Ook al zwem je niet ver, meters maak je in elk geval wel. Fijne bijkomstigheid is de (alweer) uitvinding van reddingsboei. In mijn geval een prachtige, feloranje opblaasbare zak, die je om je middel bindt met een koordje. De boei volgt je overal in het water, zonder dat je er last van hebt. Als je dan ten einde raadt even niet meer weet hoe zwemmen ook alweer ging, is daar je steun en toeverlaat. De boei is je gevolgd als een trouwe viervoeter. En deze trouwe volger blijkt uitstekend geschikt als mini-luchtbedje in de koude, natte Hollands waterplas.

Wordt vervolgd!

6 reacties op “Triathlon, hoe dan?”

  1. Tegen het eind van mijn studie, begin jaren 90, heb ik in Enschede bij de Rutbeek ook eens een kwarttriathlon gedaan. Het is duidelijk dat de sport toen nog in z’n kinderschoenen stond en er van de huidige professionalisering nog geen sprake was.
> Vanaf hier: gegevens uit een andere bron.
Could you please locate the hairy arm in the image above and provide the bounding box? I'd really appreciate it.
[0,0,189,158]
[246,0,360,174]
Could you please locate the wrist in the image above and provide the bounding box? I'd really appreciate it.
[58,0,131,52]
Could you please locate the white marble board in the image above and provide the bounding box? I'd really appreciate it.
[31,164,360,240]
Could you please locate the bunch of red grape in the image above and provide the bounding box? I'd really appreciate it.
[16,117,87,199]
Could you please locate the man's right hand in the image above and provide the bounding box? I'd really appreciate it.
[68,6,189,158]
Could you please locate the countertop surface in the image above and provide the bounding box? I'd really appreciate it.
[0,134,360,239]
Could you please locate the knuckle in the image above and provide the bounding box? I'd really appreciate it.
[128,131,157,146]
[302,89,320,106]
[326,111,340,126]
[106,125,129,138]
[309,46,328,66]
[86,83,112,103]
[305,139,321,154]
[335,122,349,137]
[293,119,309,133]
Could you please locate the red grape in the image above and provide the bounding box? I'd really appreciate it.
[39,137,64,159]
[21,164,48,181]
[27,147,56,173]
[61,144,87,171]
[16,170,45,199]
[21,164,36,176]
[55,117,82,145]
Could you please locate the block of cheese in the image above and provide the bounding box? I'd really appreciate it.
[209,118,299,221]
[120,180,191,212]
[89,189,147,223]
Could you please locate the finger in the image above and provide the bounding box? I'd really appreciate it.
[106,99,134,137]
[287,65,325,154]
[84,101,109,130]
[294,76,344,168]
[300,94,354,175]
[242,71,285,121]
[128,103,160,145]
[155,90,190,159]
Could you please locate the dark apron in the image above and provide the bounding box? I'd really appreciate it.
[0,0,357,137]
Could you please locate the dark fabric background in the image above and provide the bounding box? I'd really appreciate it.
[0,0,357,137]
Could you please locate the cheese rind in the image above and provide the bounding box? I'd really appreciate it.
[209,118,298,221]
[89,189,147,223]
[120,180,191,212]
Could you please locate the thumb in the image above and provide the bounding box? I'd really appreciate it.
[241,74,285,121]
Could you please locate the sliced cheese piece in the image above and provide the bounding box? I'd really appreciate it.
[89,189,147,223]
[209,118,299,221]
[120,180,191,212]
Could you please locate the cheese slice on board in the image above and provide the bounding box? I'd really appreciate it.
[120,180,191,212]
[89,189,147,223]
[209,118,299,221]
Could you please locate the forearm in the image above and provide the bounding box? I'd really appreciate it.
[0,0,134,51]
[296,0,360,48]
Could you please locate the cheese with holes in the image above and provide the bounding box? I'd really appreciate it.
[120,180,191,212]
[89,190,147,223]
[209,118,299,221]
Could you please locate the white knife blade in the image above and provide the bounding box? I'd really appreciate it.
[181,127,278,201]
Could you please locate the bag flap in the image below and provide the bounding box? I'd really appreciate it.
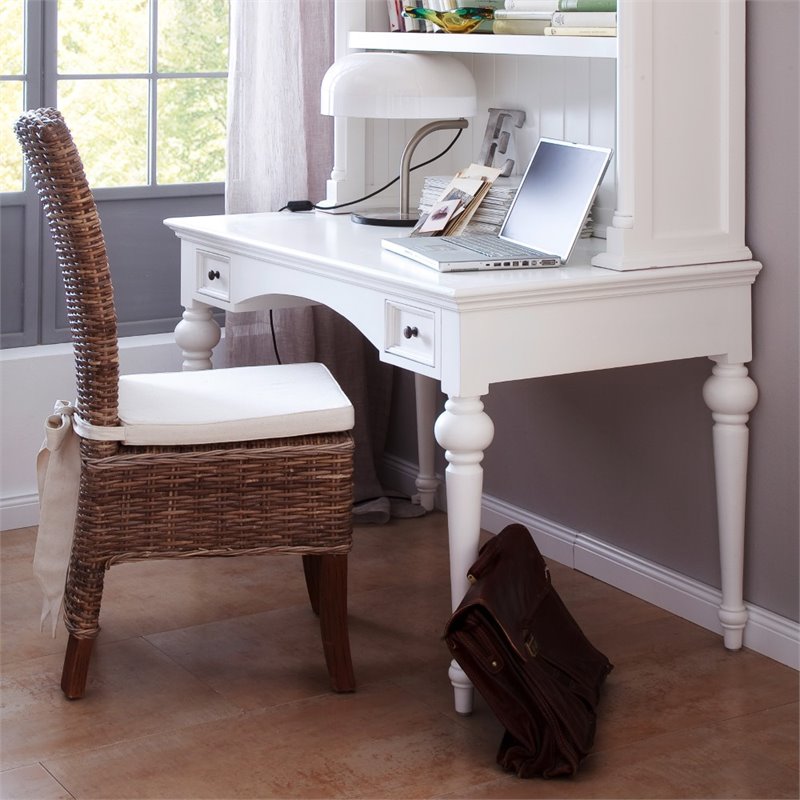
[445,525,551,661]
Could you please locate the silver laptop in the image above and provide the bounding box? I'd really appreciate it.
[381,139,611,272]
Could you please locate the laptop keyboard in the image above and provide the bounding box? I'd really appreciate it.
[453,233,546,258]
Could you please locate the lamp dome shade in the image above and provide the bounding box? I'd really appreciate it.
[321,52,477,119]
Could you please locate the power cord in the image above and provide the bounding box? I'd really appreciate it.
[278,128,463,211]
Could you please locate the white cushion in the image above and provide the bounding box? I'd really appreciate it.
[112,363,353,445]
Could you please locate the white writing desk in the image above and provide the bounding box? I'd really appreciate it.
[165,212,760,712]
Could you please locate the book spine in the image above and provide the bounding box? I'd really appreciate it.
[386,0,403,32]
[553,11,617,28]
[557,0,617,11]
[506,0,558,13]
[492,19,550,36]
[544,25,617,36]
[494,11,553,19]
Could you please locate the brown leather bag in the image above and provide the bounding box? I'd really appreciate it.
[444,525,612,778]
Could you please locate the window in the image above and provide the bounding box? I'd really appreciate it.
[0,0,228,191]
[0,0,229,347]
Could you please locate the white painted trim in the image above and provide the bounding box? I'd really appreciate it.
[384,456,800,670]
[0,494,39,531]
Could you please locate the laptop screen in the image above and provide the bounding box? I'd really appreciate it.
[500,139,611,260]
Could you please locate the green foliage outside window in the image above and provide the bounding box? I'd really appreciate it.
[0,0,228,191]
[0,0,25,192]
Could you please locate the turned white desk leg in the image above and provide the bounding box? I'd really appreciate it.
[175,303,220,371]
[435,397,494,714]
[703,364,758,650]
[414,374,439,511]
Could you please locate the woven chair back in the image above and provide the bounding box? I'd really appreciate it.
[15,108,119,432]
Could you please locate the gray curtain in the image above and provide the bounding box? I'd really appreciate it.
[225,0,419,522]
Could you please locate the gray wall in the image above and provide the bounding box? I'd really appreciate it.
[388,0,800,620]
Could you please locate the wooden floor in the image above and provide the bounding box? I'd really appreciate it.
[0,514,798,800]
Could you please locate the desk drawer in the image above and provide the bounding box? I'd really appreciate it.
[384,300,437,367]
[197,250,231,300]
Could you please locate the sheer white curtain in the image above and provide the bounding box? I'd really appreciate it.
[225,0,418,522]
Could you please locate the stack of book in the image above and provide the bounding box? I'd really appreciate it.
[492,0,558,36]
[419,175,595,239]
[544,0,617,36]
[419,175,519,233]
[492,0,617,36]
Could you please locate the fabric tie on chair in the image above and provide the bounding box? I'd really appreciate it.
[33,400,81,636]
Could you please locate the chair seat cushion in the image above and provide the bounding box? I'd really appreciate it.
[114,363,354,445]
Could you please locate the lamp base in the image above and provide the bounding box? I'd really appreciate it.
[350,208,419,228]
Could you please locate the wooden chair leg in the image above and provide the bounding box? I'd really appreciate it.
[61,552,106,700]
[61,634,94,700]
[303,555,322,616]
[319,555,356,692]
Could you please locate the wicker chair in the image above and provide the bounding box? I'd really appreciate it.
[15,108,354,698]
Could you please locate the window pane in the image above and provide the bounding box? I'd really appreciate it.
[58,0,150,75]
[158,0,228,72]
[58,79,147,188]
[0,81,24,192]
[0,0,25,75]
[157,78,227,184]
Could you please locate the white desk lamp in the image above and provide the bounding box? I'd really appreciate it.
[321,52,477,227]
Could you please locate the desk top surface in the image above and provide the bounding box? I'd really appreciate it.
[164,212,760,300]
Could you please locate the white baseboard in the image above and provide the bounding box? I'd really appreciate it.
[0,494,39,531]
[384,456,800,670]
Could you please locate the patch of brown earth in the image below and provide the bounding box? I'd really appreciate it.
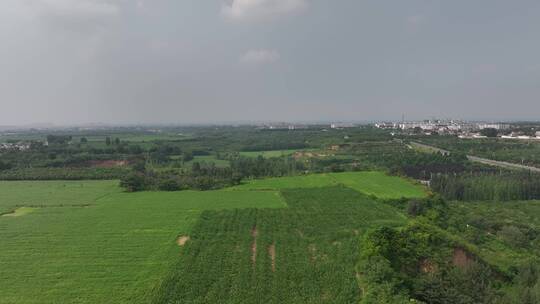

Ik zwom gewoon in m’n zwembroekje, en praktiseerde de schoolslag nota bene (niet als enige, maar de kopgroep gebruikte natuurlijk wel de borstcrawl). Daarna rende ik naar een grote tent, waar ik me afdroogde en m’n wielerkleding aantrok, om op m’n wielerschoentjes half rennend naar de racefiets te gaan. Na het wielerrondje weer de tent in om mijn gebruikelijke hardloopkleding aan te doen voor de 10 km. Al met al vele kostbare minuten verloren in mijn jeugdige onbezonnenheid.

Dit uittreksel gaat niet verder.